Fintech, dari Tren Jadi Kebutuhan
Fintech sendiri merupakan gabungan dari kata _finance_ (keuangan) dan _technology_ (teknologi). Melalui fintech, masyarakat dapat mengakses layanan keuangan seperti menabung, investasi, bahkan bayar zakat atau wakaf dengan lebih gampang.
Konsep sharing economy juga ikut berperan. Kini, masyarakat tidak lagi harus memiliki aset untuk bisa menikmati layanan. Cukup lewat platform digital, masyarakat bisa menumpang mobil, menyewa properti, atau bahkan meminjam modal melalui *peer-to-peer lending*.
Lahirnya Fintech Syariah
Indonesia sebagai negara yang mayoritasnya Muslim, muncul pertanyaan: ditengah perkembangan fintech yang semakin pesat, bagaimana caranya agar tetap sesuai syariah? Dari sinilah muncul fintech syariah.
Bedanya dengan fintech biasa, fintech syariah memastikan semua transaksi halal. Artinya bebas dari riba (bunga), gharar (ketidakpastian berlebihan), dan maysir (spekulasi/judi). Akad yang dipakai pun akad syariah, seperti murabahah (jual beli), mudharabah (bagi hasil), atau ijarah (sewa).
Namun fintech syariah tidak dapat jalan sendirian. Dibutuhkan ekosistem; seperti OJK dan BI, lembaga keuangan Islam, investor halal, pengembang teknologi, sampai masyarakat pengguna. Semua pihak harus terhubung agar ekosistem ini kuat.
Peran Fatwa dalam Ketenangan dan Kepercayaan
Hal yang dapat membuat masyarakat yakin dan merasa aman dengan fintech syariah adalah fatwa. Fatwa menjadi panduan bahwa layanan yang dipakai benar-benar sesuai syariah.
Misalnya, Fatwa DSN-MUI No. 117/2018 tentang layanan pembiayaan berbasis teknologi informasi dengan prinsip syariah, dan Fatwa DSN-MUI No. 116/2017 tentang uang elektronik syariah. Dengan fatwa ini, pelaku fintech memiliki aturan main, regulator dapat membuat kebijakan yang tepat, dan masyarakat menjadi lebih tenang dalam menggunakan layanannya.
Smart Contract: Teknologi Masa Depan
Selain fatwa, juga terdapat teknologi yang dapat membuat fintech syariah semakin transparan, yaitu smart contract. Smart contract merupakan kontrak digital berbasis blockchain yang otomatis jalan jika syaratnya terpenuhi.

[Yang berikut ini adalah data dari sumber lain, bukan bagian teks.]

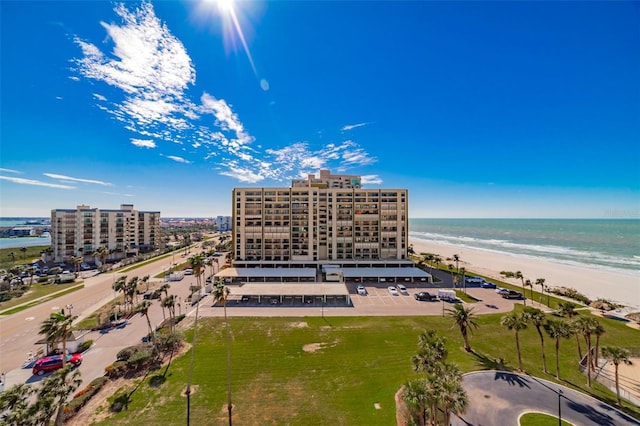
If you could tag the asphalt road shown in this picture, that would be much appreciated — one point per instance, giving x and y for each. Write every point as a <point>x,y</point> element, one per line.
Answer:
<point>500,398</point>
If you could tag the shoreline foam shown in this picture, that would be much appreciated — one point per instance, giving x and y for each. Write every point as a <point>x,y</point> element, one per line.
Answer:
<point>593,283</point>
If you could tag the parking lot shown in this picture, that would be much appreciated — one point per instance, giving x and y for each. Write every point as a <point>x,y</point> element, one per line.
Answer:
<point>377,302</point>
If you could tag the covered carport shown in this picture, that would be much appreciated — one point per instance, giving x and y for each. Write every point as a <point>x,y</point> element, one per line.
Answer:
<point>267,275</point>
<point>386,275</point>
<point>279,291</point>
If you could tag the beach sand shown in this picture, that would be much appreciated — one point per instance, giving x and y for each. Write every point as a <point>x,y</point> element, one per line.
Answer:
<point>593,283</point>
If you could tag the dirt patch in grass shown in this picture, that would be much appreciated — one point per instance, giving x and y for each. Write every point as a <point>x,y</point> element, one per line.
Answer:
<point>314,347</point>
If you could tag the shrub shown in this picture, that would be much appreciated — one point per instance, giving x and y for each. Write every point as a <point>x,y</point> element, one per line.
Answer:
<point>126,353</point>
<point>84,346</point>
<point>82,397</point>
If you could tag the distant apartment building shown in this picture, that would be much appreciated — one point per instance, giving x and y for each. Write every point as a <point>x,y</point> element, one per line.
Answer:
<point>224,223</point>
<point>83,230</point>
<point>329,219</point>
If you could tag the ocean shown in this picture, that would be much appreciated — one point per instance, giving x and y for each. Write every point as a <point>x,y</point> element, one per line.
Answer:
<point>24,241</point>
<point>609,244</point>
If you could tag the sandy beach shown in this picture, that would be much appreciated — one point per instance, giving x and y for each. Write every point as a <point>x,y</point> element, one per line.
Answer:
<point>594,283</point>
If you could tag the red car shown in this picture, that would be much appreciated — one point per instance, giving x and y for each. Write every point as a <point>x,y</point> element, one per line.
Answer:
<point>54,362</point>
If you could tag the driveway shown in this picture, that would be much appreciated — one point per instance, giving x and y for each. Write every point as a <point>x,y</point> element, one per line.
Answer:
<point>500,398</point>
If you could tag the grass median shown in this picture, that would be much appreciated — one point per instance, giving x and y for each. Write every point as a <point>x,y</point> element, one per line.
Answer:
<point>332,370</point>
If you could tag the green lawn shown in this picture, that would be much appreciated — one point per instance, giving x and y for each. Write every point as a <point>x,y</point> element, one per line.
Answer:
<point>359,361</point>
<point>540,419</point>
<point>35,292</point>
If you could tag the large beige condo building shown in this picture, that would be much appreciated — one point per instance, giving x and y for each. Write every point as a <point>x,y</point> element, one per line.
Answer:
<point>320,220</point>
<point>82,231</point>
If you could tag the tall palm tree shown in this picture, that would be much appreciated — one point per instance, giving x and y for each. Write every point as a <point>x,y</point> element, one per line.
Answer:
<point>415,394</point>
<point>450,267</point>
<point>540,282</point>
<point>617,355</point>
<point>516,322</point>
<point>57,328</point>
<point>432,349</point>
<point>196,265</point>
<point>586,326</point>
<point>537,318</point>
<point>143,309</point>
<point>465,319</point>
<point>518,275</point>
<point>597,331</point>
<point>221,294</point>
<point>557,329</point>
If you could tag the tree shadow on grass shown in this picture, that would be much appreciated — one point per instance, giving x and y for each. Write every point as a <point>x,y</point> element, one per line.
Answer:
<point>491,363</point>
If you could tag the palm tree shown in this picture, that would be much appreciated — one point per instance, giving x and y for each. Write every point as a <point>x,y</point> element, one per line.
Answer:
<point>586,326</point>
<point>57,328</point>
<point>437,260</point>
<point>14,405</point>
<point>143,309</point>
<point>537,318</point>
<point>450,267</point>
<point>597,331</point>
<point>518,275</point>
<point>540,282</point>
<point>557,329</point>
<point>77,261</point>
<point>415,394</point>
<point>516,322</point>
<point>465,319</point>
<point>145,281</point>
<point>617,355</point>
<point>196,264</point>
<point>54,394</point>
<point>431,350</point>
<point>221,294</point>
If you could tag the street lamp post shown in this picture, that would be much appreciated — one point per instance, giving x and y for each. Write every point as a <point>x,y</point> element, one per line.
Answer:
<point>559,407</point>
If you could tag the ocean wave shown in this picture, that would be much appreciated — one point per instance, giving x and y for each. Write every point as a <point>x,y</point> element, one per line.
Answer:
<point>553,253</point>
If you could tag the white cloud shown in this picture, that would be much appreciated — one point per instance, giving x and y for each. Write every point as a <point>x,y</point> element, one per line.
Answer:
<point>353,126</point>
<point>154,74</point>
<point>242,174</point>
<point>178,159</point>
<point>72,179</point>
<point>22,181</point>
<point>143,143</point>
<point>371,179</point>
<point>9,171</point>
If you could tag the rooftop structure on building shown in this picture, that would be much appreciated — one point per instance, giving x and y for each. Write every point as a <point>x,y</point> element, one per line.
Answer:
<point>327,180</point>
<point>84,231</point>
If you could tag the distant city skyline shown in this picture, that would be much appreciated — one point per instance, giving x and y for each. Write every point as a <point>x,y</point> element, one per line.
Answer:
<point>479,109</point>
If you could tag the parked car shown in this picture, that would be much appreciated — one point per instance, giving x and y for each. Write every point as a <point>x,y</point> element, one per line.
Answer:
<point>54,362</point>
<point>511,294</point>
<point>424,295</point>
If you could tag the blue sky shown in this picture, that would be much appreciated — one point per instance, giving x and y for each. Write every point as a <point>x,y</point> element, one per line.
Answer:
<point>480,109</point>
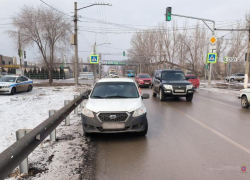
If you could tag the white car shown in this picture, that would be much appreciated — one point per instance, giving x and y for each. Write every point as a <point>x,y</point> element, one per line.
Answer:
<point>115,106</point>
<point>244,95</point>
<point>10,84</point>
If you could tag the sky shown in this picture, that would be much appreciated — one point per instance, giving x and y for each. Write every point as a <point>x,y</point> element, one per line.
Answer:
<point>125,16</point>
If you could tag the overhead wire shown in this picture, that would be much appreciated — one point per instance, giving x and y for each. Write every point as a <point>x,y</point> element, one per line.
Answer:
<point>55,8</point>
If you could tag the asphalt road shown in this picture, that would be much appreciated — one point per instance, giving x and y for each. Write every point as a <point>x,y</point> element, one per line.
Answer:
<point>208,138</point>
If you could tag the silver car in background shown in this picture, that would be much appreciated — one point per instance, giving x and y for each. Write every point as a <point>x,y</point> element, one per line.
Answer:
<point>13,84</point>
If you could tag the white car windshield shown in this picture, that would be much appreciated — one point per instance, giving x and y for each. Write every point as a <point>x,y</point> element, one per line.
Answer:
<point>111,90</point>
<point>7,79</point>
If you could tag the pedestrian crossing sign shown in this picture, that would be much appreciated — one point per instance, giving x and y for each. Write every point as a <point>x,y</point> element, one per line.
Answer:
<point>94,59</point>
<point>211,57</point>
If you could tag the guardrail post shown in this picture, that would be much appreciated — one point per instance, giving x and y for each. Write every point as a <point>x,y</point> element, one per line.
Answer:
<point>53,133</point>
<point>24,165</point>
<point>67,119</point>
<point>76,109</point>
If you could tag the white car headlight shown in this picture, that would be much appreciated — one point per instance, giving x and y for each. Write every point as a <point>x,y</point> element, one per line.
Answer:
<point>167,86</point>
<point>139,111</point>
<point>189,86</point>
<point>87,112</point>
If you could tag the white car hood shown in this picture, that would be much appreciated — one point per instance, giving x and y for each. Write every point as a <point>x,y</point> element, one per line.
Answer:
<point>6,83</point>
<point>113,105</point>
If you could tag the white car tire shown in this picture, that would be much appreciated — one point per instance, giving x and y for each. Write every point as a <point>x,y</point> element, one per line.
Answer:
<point>244,102</point>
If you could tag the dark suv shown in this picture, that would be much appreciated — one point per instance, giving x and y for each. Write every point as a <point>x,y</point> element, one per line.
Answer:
<point>172,83</point>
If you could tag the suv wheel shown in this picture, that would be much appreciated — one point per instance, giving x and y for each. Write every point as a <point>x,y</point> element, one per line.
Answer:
<point>13,91</point>
<point>244,102</point>
<point>30,88</point>
<point>189,98</point>
<point>162,98</point>
<point>145,131</point>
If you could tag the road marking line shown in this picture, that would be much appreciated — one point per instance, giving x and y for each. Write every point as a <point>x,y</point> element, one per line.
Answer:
<point>214,131</point>
<point>220,102</point>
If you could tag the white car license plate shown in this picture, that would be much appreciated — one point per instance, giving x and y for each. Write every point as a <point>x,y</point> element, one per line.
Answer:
<point>179,90</point>
<point>110,125</point>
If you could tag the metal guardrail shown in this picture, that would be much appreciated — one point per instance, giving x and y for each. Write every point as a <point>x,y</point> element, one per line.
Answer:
<point>17,152</point>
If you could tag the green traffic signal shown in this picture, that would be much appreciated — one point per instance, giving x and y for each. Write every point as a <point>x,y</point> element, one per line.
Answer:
<point>168,13</point>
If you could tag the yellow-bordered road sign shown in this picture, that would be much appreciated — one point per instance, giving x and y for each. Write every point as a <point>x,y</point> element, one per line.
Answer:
<point>211,57</point>
<point>94,59</point>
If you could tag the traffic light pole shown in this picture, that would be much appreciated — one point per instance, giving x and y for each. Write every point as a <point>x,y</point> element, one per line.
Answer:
<point>213,29</point>
<point>100,57</point>
<point>20,51</point>
<point>248,51</point>
<point>247,61</point>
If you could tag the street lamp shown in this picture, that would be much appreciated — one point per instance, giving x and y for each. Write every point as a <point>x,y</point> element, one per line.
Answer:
<point>75,36</point>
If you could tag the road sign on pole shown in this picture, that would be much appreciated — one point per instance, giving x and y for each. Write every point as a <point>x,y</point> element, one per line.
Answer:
<point>94,59</point>
<point>211,57</point>
<point>212,40</point>
<point>230,59</point>
<point>206,66</point>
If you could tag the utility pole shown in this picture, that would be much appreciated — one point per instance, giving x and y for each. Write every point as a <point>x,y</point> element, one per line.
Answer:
<point>247,60</point>
<point>76,45</point>
<point>94,52</point>
<point>20,51</point>
<point>100,58</point>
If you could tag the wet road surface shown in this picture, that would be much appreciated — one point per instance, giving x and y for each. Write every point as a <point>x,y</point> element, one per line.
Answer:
<point>208,138</point>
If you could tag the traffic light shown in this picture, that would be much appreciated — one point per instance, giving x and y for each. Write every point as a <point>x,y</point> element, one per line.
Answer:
<point>168,13</point>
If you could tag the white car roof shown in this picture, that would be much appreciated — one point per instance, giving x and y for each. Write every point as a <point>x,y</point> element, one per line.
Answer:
<point>116,80</point>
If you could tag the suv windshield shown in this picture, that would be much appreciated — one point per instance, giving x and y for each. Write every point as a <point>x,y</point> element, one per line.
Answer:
<point>172,76</point>
<point>7,79</point>
<point>144,76</point>
<point>115,90</point>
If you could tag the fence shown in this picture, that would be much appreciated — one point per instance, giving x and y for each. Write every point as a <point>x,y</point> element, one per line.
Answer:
<point>19,151</point>
<point>45,76</point>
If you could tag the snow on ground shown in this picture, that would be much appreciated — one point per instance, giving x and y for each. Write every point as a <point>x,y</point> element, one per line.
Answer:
<point>222,91</point>
<point>62,159</point>
<point>71,80</point>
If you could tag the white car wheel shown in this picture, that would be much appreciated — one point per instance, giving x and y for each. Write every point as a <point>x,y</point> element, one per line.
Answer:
<point>244,102</point>
<point>162,98</point>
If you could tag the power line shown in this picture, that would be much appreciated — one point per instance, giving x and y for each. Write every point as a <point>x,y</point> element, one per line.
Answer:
<point>55,9</point>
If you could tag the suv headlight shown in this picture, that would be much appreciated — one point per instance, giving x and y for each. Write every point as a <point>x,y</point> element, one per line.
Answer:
<point>189,86</point>
<point>139,111</point>
<point>167,86</point>
<point>87,112</point>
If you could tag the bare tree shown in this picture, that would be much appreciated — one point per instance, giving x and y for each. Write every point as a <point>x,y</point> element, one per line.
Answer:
<point>45,28</point>
<point>196,44</point>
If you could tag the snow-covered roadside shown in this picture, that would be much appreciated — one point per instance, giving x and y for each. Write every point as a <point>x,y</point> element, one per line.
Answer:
<point>60,160</point>
<point>222,91</point>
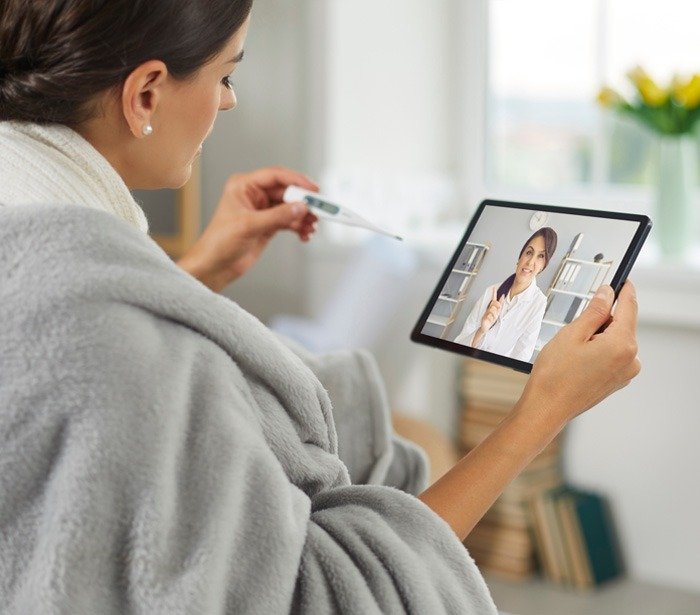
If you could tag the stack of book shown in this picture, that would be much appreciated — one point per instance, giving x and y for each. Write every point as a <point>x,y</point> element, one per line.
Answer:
<point>575,537</point>
<point>503,543</point>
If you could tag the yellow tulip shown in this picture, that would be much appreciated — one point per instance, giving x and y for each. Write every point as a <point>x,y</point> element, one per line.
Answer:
<point>688,94</point>
<point>651,94</point>
<point>609,97</point>
<point>636,75</point>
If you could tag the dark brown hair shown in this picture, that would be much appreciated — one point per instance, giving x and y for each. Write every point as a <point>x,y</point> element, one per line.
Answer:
<point>550,245</point>
<point>56,55</point>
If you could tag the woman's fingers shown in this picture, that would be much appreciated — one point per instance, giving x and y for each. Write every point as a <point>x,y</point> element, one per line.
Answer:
<point>626,309</point>
<point>595,315</point>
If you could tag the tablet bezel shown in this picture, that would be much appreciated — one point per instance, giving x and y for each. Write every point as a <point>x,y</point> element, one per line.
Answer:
<point>643,228</point>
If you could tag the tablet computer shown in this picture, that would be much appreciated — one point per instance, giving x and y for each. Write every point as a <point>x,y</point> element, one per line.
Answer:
<point>521,272</point>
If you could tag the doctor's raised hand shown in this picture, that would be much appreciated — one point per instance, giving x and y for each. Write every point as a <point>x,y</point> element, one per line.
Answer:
<point>577,369</point>
<point>248,215</point>
<point>492,313</point>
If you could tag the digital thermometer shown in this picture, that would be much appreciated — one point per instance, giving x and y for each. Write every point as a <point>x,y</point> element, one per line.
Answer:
<point>323,208</point>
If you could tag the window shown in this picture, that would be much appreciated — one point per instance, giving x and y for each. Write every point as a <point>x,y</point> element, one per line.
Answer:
<point>544,132</point>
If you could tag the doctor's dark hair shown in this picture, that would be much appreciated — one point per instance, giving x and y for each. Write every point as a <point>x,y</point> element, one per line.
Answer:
<point>550,245</point>
<point>57,55</point>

Smart contract memiliki banyak keunggulan: lebih aman, cepat, transparan, dan hemat biaya. Namun, penerapannya juga menghadapi tantangan: standar akad syariah yang berbeda di tiap negara, risiko kesalahan kode, serta rendahnya pemahaman masyarakat terhadap teknologi ini.
Menuju Masa Depan Fintech Syariah
Jika ditarik benang merah dari semua fenomena ini, kita melihat bahwa:
- Inovasi disrupsi dan sharing economy membuka jalan bagi fintech.
- Fintech syariah hadir sebagai solusi inklusif yang sesuai dengan nilai Islam.
- Fatwa dan regulasi menjadi penjaga agar industri ini tetap halal dan terpercaya.
- Teknologi seperti blockchain dan smart contract memberi peluang untuk mewujudkan sistem keuangan yang transparan, efisien, dan berkeadilan.
Masa depan fintech syariah di Indonesia akan sangat ditentukan oleh kolaborasi antara regulator, pelaku industri, ulama, dan masyarakat. Jika kolaborasi ini berjalan, fintech syariah bukan hanya sekadar tren digital, melainkan bisa menjadi tonggak penting dalam mewujudkan inklusi keuangan yang adil, transparan, dan berkelanjutan.